Impatto fra asteroidi!


Sembrava proprio una cometa l'oggetto scoperto il 6 gennaio scorso da un telescopio del New Mexico, nell'ambito della Lincoln Near Earth Asteroid Research, ma c'è voluto poco a capire che c'era una cosa strana: mancava la chioma!
Che cos'è dunque quell'insolita coda di polveri denominata P/2010 A2? Che si tratti di polveri è certo perché risultano sospinte dal vento solare. Altrettanto sicuro è il fatto che la coda si trova nella parte interna della cintura principale degli asteroidi, a circa 250 milioni di km dal Sole. Anche la sua orbita è di tipo asteroidale. Dunque? Le immagini più dettagliate (vedi sopra) hanno permesso di individuare in prossimità dell'inizio della coda un piccolo oggetto di circa 200 metri di diametro, che potrebbe essere il frammento più grande di un asteroide andato distrutto nell'impatto con un suo simile, e per confermarlo si stanno ora cercando altri frammenti più piccoli, facendo ricorso a telescopi più potenti.
Era già capitato in passato di avvistare delle comete orbitanti all'interno della cintura principale degli asteroidi, ma avevavo una chioma, e quindi un nucleo, e in tutti i casi (pochi per la verità) si era concluso che si trattava di oggetti che avevano rilasciato materiali volatili senza sperimentare una collisione distruttiva. Inoltre si trovavano nella parte più esterna e più fredda della cintura, dove è più probabile la presenza di ghiacci pronti a sublimare a seguito di piccoli impatti o sfaldamenti strutturali.
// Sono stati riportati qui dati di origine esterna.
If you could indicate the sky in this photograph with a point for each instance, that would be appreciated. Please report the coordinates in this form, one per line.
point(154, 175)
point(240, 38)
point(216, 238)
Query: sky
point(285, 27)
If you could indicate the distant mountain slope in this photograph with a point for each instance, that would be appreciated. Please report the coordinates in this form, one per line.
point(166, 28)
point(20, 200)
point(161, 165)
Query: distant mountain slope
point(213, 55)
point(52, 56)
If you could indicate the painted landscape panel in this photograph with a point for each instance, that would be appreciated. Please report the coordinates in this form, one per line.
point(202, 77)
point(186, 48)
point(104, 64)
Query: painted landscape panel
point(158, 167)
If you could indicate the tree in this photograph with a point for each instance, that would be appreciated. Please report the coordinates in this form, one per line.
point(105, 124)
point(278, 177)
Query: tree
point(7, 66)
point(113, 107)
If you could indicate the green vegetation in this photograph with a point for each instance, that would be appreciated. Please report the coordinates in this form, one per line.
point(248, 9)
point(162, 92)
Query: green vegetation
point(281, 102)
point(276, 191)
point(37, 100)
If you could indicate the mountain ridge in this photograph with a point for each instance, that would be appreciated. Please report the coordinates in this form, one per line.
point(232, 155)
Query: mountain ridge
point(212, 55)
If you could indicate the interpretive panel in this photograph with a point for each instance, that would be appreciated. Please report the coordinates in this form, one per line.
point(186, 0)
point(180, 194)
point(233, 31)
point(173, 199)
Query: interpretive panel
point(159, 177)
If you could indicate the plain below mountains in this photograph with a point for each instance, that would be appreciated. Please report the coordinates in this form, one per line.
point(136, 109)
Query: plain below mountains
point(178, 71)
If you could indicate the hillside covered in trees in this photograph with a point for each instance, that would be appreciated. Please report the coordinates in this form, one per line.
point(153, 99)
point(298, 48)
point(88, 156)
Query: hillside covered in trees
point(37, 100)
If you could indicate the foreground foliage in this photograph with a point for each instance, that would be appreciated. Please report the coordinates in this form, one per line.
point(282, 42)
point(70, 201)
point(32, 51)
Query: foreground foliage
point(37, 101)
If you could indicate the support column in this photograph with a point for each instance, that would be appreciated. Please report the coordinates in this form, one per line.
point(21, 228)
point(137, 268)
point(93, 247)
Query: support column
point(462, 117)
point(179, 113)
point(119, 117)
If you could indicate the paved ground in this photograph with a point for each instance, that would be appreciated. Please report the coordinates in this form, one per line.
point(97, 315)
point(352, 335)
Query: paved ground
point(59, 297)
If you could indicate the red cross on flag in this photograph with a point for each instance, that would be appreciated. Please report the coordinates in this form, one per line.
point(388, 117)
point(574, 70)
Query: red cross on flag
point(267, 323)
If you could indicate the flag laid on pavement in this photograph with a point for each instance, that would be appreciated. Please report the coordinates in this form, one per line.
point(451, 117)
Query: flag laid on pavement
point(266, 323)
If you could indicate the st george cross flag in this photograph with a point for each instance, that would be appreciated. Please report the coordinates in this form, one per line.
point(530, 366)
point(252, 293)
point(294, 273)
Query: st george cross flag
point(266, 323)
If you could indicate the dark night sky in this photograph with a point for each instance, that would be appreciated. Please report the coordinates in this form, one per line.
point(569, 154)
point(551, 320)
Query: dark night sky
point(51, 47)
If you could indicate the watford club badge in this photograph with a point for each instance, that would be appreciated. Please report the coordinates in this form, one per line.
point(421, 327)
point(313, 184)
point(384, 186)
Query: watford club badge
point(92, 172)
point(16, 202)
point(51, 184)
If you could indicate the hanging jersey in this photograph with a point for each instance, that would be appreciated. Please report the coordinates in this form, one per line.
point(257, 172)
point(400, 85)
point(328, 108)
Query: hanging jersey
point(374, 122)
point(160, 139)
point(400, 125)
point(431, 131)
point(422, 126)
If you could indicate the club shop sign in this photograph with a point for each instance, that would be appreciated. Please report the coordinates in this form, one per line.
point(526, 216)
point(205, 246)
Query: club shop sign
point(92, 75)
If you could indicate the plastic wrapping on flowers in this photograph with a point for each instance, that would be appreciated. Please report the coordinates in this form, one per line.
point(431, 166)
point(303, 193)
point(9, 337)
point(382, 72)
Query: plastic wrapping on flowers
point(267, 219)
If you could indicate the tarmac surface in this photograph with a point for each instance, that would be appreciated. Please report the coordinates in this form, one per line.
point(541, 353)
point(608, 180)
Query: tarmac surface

Nel caso di P/2010 A2, invece, l'impatto violento pare proprio esserci stato ed è la prima volta che abbiamo l'occasione di esaminare i risvolti di un evento (molto frequente fino a qualche miliardo di anni fa e poi via via scemato di intensità con lo stabilizzarsi delle orbite asteroidali) che può fornirci importanti informazioni sul quel processo noto come "evoluzione collisionale" che ha modellato lo spazio interplanetario fra Marte e Giove.
Secondo i ricercatori coinvolti nello studio del fenomeno, l'impatto dev'essere avvenuto non più di poche settimane prima della scoperta, quindi in dicembre, e nelle prossime settimane la coda si allontanerà gradatamente dal frammento principale, essendo più sensibile alla pressione solare. E' dunque probabile che emergano anche altri piccoli frammenti asteroidali, e se così sarà avremo la conferma che si è trattato di un catastrofico impatto.